9. REAL OR NOT 2

「みねくーん。なんか新宿が騒がしくなってるけど、仕事はいいの?」


 紅茶色の髪の下で、柔和な顔立ちを困ったように顰める男の声が響いたのは、午後五時二〇分頃――機械人形の暴走事件の真っ最中だった。

 『三川茶屋』のアンティークカウンターでカップを磨きながら、男――加々美かがみ千歳ちとせは咎めるように悠然とイスに腰かける友人をジト目で眺めた。

 

「あれはうちの管轄じゃない。よって、関係ない」


 カタカタと黒いノートパソコンを鳴らしながら、友人――風峰は答える。


「あれ? でももうそろそろ勤務時間じゃなかったっけ?」

「やすむ」

「……おぅ」


 駄目だ、コレは。

 間髪入れず勝手に休む宣言をした風峰を、こうなったらもう止められないことを加々美はよく知っていた。

 いつもウジウジじめじめしているくせに、こういう時だけは妙に思い切りが良く行動も早い。

 既に会社NSOCにも連絡を入れているのだろう。まったく、コレでよく就職できたものだ。NSOCも何を基準にしてこの男を採用したのか。

 ふっと溜息を吐きながら、カップを戸棚に仕舞う。


「まあ、お金はいるしウチも別にいいけどさ」

「ついでに店閉めといてくれ」

「はいはーい……って、え~?」


 藪から棒のまさかの指令に、カウンターに背中を向けていた加々美が嫌そうに振り返る。

 

「いやいや。何、店閉めといてくれって……僕を君のストライキに巻き込まないでくれるかな」

「いいだろ。どうせ客は俺ら以外に居ないんだし」

「いやいや、これから入る可能性も」「これから店が犯行現場・・・・になってもか?」


 ――…………ん?


 たった一人のバイトも今日は休みでおらず、客も居ないが、だからと言って休んでいいわけではない。

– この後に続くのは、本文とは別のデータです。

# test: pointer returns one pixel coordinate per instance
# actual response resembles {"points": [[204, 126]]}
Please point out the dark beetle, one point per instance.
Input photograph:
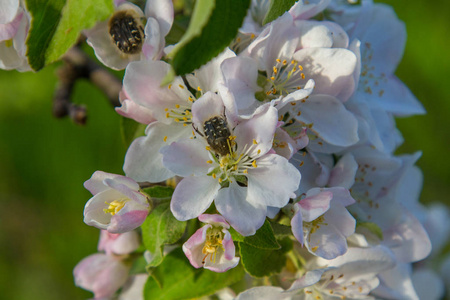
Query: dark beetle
{"points": [[218, 135], [127, 32]]}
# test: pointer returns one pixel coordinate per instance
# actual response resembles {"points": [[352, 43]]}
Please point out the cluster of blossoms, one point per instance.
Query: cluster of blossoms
{"points": [[292, 123]]}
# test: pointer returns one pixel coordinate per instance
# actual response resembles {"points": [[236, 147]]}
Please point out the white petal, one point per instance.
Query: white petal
{"points": [[329, 119], [192, 196], [143, 161], [243, 213], [274, 181]]}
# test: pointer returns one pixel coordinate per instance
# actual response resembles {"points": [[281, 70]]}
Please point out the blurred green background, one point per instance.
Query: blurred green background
{"points": [[44, 161]]}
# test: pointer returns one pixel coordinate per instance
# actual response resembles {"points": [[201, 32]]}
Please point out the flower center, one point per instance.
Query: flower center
{"points": [[285, 78], [214, 238], [115, 206]]}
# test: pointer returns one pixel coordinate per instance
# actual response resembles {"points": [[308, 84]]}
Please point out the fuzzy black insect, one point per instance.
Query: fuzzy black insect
{"points": [[126, 32], [217, 135]]}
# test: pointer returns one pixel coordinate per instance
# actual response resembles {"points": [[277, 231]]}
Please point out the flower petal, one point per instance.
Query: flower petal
{"points": [[192, 196]]}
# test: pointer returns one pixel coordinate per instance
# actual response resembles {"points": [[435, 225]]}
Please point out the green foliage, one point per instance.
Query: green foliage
{"points": [[175, 278], [56, 25], [264, 238], [372, 227], [260, 262], [277, 8], [213, 26], [130, 130], [158, 229]]}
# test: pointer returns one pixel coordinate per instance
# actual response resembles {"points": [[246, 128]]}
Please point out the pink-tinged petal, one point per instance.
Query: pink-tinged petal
{"points": [[132, 110], [206, 107], [407, 238], [143, 161], [209, 76], [260, 129], [297, 225], [263, 292], [329, 118], [341, 196], [303, 10], [221, 264], [316, 203], [125, 190], [326, 242], [274, 180], [128, 220], [343, 173], [153, 46], [192, 196], [100, 273], [240, 75], [244, 214], [161, 10], [187, 157], [94, 214], [9, 30], [228, 245], [133, 288], [310, 278], [192, 248], [114, 243], [331, 68], [216, 220], [8, 11], [295, 96]]}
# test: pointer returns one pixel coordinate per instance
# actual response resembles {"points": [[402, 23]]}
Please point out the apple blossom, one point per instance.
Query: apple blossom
{"points": [[211, 246], [118, 204], [244, 181], [322, 223], [131, 35], [101, 273]]}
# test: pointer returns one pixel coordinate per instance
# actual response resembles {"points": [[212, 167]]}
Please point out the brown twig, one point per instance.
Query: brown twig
{"points": [[78, 65]]}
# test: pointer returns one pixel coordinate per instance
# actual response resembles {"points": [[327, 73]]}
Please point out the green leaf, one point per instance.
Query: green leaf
{"points": [[258, 262], [277, 8], [214, 25], [159, 191], [158, 229], [264, 238], [281, 230], [372, 227], [130, 130], [175, 278], [56, 25]]}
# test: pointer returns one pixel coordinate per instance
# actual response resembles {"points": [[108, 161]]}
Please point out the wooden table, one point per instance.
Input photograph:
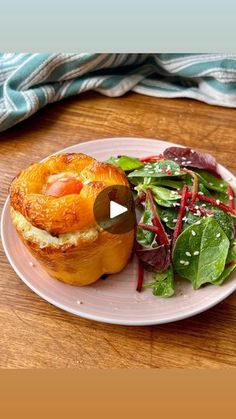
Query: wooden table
{"points": [[34, 334]]}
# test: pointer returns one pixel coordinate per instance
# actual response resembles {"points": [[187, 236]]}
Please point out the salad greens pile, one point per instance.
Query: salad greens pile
{"points": [[187, 218]]}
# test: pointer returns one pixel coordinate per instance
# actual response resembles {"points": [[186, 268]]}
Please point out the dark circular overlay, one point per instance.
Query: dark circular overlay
{"points": [[119, 224]]}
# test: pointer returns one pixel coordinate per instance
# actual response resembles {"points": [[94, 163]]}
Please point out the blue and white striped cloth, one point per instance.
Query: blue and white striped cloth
{"points": [[28, 82]]}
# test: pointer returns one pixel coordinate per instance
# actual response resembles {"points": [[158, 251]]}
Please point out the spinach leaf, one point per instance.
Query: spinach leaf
{"points": [[126, 163], [158, 169], [171, 183], [211, 181], [164, 196], [185, 156], [145, 237], [225, 221], [225, 274], [200, 252], [163, 284], [232, 252]]}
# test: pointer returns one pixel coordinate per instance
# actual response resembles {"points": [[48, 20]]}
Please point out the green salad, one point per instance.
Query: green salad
{"points": [[187, 219]]}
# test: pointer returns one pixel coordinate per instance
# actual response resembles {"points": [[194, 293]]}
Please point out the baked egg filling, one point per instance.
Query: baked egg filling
{"points": [[43, 238]]}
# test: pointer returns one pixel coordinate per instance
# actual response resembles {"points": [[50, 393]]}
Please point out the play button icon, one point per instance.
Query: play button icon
{"points": [[114, 209]]}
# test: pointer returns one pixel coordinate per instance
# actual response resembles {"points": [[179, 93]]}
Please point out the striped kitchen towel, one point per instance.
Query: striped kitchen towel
{"points": [[30, 81]]}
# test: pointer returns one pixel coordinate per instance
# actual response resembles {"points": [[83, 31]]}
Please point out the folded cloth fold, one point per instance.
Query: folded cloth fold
{"points": [[28, 82]]}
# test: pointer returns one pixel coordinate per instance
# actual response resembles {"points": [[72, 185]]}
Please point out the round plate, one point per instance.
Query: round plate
{"points": [[115, 299]]}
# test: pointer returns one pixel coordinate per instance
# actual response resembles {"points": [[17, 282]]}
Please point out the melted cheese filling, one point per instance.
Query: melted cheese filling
{"points": [[44, 239]]}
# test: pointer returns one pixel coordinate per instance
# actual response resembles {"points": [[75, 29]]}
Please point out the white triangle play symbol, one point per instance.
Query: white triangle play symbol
{"points": [[116, 209]]}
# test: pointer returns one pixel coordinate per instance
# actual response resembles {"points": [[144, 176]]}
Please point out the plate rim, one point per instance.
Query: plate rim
{"points": [[100, 318]]}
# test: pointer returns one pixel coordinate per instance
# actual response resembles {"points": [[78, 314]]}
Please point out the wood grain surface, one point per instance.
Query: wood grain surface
{"points": [[35, 334]]}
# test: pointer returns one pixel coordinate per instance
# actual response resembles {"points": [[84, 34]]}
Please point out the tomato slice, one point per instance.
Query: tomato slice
{"points": [[65, 186]]}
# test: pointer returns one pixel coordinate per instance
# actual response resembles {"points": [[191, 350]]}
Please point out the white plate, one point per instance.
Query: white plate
{"points": [[115, 299]]}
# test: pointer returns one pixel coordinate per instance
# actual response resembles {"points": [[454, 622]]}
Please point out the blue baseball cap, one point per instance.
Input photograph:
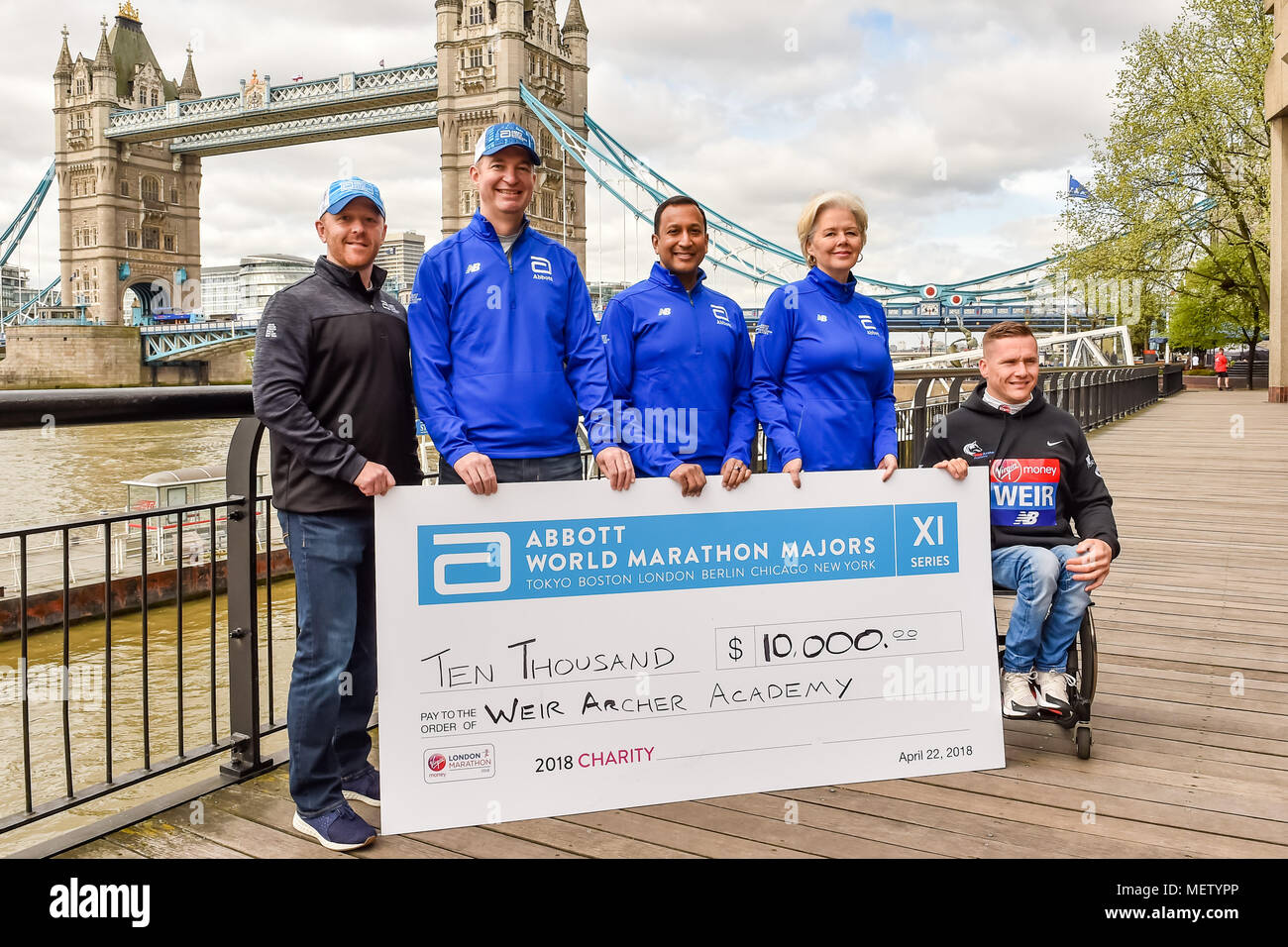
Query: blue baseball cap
{"points": [[502, 136], [340, 192]]}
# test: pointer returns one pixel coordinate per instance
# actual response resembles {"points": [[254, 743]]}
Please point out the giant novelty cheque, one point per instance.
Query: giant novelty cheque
{"points": [[559, 648]]}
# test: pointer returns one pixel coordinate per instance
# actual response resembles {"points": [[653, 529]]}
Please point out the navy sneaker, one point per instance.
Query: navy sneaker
{"points": [[365, 789], [339, 830]]}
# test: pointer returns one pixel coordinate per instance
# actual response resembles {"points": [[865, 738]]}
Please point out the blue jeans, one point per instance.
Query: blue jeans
{"points": [[566, 467], [334, 676], [1048, 605]]}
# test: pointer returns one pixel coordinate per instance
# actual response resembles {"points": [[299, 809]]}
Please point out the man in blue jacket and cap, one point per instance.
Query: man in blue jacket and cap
{"points": [[505, 348]]}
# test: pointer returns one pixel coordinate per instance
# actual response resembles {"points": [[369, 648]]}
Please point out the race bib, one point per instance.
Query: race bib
{"points": [[1021, 491]]}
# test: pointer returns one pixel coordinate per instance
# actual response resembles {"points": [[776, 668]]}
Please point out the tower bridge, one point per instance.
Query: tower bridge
{"points": [[130, 144]]}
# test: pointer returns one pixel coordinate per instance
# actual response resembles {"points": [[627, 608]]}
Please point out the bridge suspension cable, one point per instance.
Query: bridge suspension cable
{"points": [[17, 230]]}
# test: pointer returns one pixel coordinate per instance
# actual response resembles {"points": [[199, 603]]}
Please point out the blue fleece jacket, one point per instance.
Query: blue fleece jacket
{"points": [[823, 382], [683, 361], [503, 351]]}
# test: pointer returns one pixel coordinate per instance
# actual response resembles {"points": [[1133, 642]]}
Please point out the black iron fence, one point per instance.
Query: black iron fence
{"points": [[233, 705]]}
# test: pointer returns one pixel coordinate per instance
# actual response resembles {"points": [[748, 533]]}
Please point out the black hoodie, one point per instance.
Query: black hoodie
{"points": [[1041, 472]]}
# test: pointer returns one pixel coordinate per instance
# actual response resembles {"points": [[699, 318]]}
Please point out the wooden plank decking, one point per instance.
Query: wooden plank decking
{"points": [[1190, 755]]}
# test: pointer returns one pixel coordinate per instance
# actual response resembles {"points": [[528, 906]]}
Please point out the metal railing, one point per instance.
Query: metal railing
{"points": [[222, 701], [233, 716]]}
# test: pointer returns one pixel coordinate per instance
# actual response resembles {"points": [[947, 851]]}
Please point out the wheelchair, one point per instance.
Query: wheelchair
{"points": [[1080, 668]]}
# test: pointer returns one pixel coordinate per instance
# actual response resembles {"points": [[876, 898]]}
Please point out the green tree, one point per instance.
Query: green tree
{"points": [[1180, 197], [1210, 313]]}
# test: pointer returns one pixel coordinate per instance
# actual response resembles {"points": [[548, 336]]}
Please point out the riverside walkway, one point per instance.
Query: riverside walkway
{"points": [[1190, 716]]}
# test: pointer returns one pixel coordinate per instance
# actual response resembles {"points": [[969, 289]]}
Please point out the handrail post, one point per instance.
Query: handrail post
{"points": [[919, 418], [243, 612]]}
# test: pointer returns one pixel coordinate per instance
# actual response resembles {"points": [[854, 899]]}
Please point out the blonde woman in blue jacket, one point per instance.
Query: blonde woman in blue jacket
{"points": [[823, 381]]}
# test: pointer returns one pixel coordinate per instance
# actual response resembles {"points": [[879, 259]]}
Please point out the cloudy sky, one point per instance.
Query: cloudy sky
{"points": [[954, 120]]}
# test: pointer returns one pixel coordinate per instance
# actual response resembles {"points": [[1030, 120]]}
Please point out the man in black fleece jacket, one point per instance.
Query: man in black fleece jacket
{"points": [[333, 385], [1041, 474]]}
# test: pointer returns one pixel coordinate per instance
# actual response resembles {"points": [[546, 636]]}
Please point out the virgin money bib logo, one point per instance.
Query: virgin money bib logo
{"points": [[1021, 491]]}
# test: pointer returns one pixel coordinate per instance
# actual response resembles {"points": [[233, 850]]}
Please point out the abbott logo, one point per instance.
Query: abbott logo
{"points": [[496, 553]]}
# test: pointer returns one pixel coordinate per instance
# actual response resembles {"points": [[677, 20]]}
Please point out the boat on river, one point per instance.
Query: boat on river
{"points": [[176, 552]]}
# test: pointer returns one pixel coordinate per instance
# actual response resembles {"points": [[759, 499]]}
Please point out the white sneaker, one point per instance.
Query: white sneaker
{"points": [[1054, 690], [1018, 694]]}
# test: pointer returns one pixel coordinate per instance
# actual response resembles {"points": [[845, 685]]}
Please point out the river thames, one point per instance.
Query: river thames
{"points": [[67, 472]]}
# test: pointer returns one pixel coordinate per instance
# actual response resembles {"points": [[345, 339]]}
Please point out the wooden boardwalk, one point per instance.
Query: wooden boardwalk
{"points": [[1190, 755]]}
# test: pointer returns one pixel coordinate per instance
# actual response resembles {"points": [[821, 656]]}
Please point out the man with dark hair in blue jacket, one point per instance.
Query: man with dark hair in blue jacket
{"points": [[505, 348], [679, 360]]}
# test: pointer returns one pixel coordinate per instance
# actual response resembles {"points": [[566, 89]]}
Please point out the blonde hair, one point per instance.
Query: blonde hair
{"points": [[829, 198]]}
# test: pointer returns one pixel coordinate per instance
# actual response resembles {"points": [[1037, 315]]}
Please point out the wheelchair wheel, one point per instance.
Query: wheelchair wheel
{"points": [[1087, 648]]}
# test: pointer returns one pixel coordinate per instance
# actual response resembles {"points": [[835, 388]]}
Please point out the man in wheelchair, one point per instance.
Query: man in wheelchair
{"points": [[1041, 474]]}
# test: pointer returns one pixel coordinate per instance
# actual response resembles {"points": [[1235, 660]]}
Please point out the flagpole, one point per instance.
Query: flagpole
{"points": [[1068, 187]]}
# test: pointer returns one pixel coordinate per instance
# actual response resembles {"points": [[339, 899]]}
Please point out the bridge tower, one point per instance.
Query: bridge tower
{"points": [[128, 214], [484, 52]]}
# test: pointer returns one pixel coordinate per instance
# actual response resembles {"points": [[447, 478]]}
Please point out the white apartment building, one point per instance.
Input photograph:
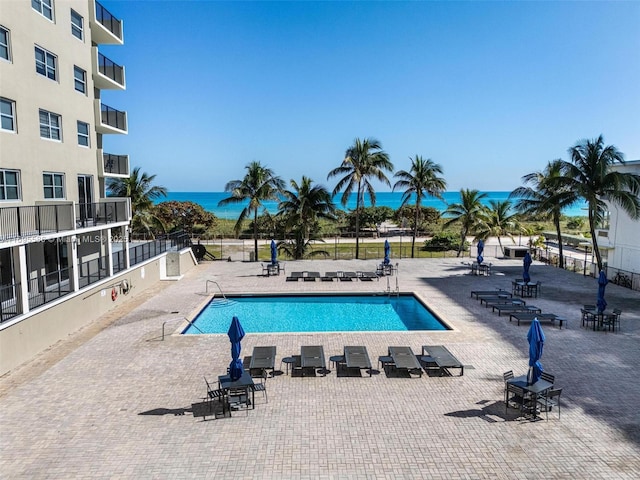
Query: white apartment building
{"points": [[64, 253]]}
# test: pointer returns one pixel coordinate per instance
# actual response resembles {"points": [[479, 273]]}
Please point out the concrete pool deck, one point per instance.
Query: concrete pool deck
{"points": [[115, 400]]}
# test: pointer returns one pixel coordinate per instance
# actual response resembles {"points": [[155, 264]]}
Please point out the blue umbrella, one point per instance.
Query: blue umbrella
{"points": [[236, 334], [387, 252], [527, 263], [602, 283], [535, 336], [480, 250], [274, 253]]}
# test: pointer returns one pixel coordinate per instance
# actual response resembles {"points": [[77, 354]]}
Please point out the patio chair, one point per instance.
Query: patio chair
{"points": [[506, 377], [550, 400], [261, 385], [548, 377]]}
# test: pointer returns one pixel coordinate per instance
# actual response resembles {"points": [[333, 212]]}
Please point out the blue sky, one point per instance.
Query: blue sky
{"points": [[489, 90]]}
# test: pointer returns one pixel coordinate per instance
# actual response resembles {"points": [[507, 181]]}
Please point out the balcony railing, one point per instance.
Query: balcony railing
{"points": [[92, 271], [102, 213], [108, 21], [8, 303], [113, 118], [35, 220], [48, 288], [115, 164], [111, 70]]}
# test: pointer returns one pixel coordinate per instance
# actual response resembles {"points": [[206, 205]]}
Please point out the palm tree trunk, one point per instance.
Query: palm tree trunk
{"points": [[592, 229], [255, 236]]}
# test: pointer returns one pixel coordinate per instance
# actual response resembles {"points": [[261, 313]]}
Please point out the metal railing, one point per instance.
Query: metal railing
{"points": [[9, 301], [116, 164], [92, 271], [108, 21], [112, 117], [48, 288], [110, 69], [26, 221]]}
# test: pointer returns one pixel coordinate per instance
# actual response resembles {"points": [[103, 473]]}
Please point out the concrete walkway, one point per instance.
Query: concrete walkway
{"points": [[117, 402]]}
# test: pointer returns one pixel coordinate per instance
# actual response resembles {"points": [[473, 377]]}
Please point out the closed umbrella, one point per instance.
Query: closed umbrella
{"points": [[387, 252], [480, 250], [274, 253], [236, 334], [535, 336], [602, 283], [526, 261]]}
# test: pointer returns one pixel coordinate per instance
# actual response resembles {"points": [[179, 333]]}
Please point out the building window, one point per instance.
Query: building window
{"points": [[80, 79], [83, 133], [9, 184], [50, 125], [5, 51], [77, 25], [53, 185], [46, 63], [8, 114], [45, 7]]}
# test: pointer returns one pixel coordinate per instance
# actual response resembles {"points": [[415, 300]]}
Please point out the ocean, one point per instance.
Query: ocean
{"points": [[209, 201]]}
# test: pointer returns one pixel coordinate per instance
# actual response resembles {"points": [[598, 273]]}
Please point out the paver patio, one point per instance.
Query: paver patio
{"points": [[116, 402]]}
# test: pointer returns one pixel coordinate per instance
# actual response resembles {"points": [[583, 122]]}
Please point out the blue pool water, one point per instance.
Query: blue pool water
{"points": [[316, 313]]}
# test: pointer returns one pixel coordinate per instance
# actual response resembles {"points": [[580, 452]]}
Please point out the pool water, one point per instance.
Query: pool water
{"points": [[316, 313]]}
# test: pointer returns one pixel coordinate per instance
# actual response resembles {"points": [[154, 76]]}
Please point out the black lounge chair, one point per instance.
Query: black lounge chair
{"points": [[404, 359], [542, 317], [311, 276], [312, 358], [515, 308], [497, 291], [442, 358], [295, 276], [357, 357], [262, 360], [329, 276]]}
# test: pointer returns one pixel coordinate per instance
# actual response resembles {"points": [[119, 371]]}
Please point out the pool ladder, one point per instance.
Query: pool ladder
{"points": [[218, 303], [397, 290]]}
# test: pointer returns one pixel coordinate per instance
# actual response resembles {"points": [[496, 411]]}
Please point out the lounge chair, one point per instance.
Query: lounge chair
{"points": [[262, 359], [367, 276], [497, 291], [312, 358], [405, 359], [515, 308], [295, 276], [442, 358], [347, 276], [542, 317], [311, 276], [357, 357], [329, 276]]}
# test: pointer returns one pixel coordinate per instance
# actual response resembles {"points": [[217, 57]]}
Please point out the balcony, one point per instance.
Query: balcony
{"points": [[105, 28], [21, 224], [114, 166], [110, 120], [107, 75]]}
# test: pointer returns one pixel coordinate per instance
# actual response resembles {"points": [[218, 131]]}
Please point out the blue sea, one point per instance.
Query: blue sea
{"points": [[209, 201]]}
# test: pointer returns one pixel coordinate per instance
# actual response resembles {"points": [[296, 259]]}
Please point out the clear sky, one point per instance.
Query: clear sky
{"points": [[489, 90]]}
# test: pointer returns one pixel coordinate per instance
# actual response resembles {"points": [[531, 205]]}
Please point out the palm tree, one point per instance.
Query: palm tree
{"points": [[140, 189], [543, 196], [258, 185], [467, 212], [590, 176], [302, 207], [364, 160], [497, 221], [421, 180]]}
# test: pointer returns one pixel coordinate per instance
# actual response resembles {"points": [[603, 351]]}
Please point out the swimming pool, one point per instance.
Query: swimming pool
{"points": [[316, 313]]}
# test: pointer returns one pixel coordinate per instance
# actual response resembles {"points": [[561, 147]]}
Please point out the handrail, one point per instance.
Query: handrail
{"points": [[217, 285], [190, 322]]}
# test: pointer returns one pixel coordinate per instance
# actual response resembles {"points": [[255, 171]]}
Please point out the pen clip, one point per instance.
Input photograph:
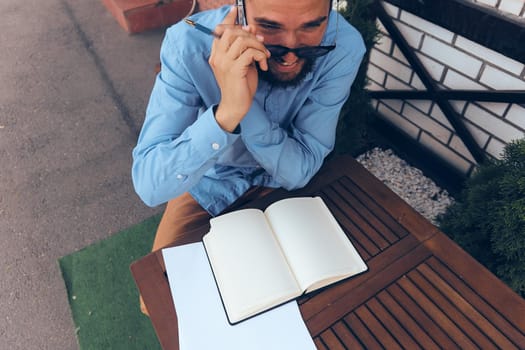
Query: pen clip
{"points": [[241, 14]]}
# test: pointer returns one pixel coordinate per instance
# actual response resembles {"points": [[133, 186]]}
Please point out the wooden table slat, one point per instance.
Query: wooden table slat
{"points": [[358, 220], [368, 215], [346, 336], [461, 321], [374, 207], [498, 328], [421, 290], [357, 326], [390, 323], [421, 318], [407, 322], [363, 241], [319, 316], [382, 334], [436, 314]]}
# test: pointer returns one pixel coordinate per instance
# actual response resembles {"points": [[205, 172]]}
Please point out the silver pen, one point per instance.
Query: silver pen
{"points": [[241, 15]]}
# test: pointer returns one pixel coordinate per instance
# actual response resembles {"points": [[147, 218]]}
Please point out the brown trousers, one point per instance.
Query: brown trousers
{"points": [[183, 214]]}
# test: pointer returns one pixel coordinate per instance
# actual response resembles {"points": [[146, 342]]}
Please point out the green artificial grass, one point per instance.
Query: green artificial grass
{"points": [[102, 293]]}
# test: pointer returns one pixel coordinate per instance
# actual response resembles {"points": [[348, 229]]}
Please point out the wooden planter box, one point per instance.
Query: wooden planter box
{"points": [[139, 15]]}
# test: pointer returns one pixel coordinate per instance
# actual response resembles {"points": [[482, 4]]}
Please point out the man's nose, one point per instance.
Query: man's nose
{"points": [[289, 39]]}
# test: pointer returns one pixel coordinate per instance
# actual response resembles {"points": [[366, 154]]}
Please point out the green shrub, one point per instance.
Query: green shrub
{"points": [[488, 219]]}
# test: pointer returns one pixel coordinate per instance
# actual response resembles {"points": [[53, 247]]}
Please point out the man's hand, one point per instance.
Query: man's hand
{"points": [[233, 61]]}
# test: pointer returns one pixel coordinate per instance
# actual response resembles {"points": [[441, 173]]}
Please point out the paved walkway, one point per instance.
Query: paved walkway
{"points": [[73, 91]]}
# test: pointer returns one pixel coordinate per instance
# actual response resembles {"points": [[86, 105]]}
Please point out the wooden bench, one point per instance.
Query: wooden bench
{"points": [[421, 291]]}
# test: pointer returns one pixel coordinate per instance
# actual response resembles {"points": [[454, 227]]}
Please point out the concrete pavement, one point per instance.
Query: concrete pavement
{"points": [[73, 91]]}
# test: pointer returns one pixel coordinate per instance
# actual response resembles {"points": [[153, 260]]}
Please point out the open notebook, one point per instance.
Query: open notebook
{"points": [[263, 259]]}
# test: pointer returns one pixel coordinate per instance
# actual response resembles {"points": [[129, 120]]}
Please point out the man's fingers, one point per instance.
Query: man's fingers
{"points": [[240, 45], [228, 21]]}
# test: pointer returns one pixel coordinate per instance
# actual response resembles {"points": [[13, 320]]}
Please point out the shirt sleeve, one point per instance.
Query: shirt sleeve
{"points": [[179, 140], [292, 156]]}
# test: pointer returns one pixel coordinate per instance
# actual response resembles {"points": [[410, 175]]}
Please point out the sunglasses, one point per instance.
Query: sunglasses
{"points": [[279, 51]]}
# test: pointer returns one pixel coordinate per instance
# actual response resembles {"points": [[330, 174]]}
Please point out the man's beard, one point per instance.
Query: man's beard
{"points": [[274, 80]]}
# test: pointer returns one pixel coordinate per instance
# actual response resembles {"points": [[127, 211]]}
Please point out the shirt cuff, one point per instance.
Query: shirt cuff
{"points": [[209, 137]]}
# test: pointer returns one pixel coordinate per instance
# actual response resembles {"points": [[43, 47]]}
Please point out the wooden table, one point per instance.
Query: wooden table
{"points": [[421, 290]]}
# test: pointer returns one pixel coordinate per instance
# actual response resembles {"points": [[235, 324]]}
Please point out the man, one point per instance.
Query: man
{"points": [[228, 117]]}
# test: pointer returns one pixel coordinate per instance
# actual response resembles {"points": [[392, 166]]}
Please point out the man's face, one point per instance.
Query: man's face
{"points": [[292, 23]]}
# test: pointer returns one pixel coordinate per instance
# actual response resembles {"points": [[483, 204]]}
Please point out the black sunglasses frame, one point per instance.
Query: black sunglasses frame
{"points": [[278, 51]]}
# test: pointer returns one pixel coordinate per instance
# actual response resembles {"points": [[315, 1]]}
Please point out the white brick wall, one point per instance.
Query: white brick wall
{"points": [[454, 62]]}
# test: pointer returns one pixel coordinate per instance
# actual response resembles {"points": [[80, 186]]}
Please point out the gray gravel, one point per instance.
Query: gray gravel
{"points": [[408, 182]]}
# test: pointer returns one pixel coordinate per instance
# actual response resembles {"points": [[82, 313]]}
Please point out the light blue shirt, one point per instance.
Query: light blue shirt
{"points": [[283, 139]]}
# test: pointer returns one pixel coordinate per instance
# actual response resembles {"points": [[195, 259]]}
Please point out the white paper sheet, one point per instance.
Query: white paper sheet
{"points": [[202, 319]]}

 いい大人が何を考えているのだ。そう言って、加々美がお説教を始めようとした時、死んだような眼をした男が、「死体を今から作ります」といったような顔で発言をした。

 しん、と店内に静寂が満ちる。


「………………………………え、まって。なに、その話」

「俺がいま決めた」

「いやいやいや。まってまって、何そのジャイアニズム。マジで君これから何する気?」

「お前、ジャイアニズムって言葉がどこから来るか知ってるか?」「知るかボケ。君のそのアニマニア知識はマジ今どうでもいい」


 なにやら一般人に通じなさそうな昔のアニメだの漫画だのの意味不明な話題に、きららんとぬめった光を双眸から放ちながら飛び火しそうな風峰を、加々美は無表情で切り捨てた。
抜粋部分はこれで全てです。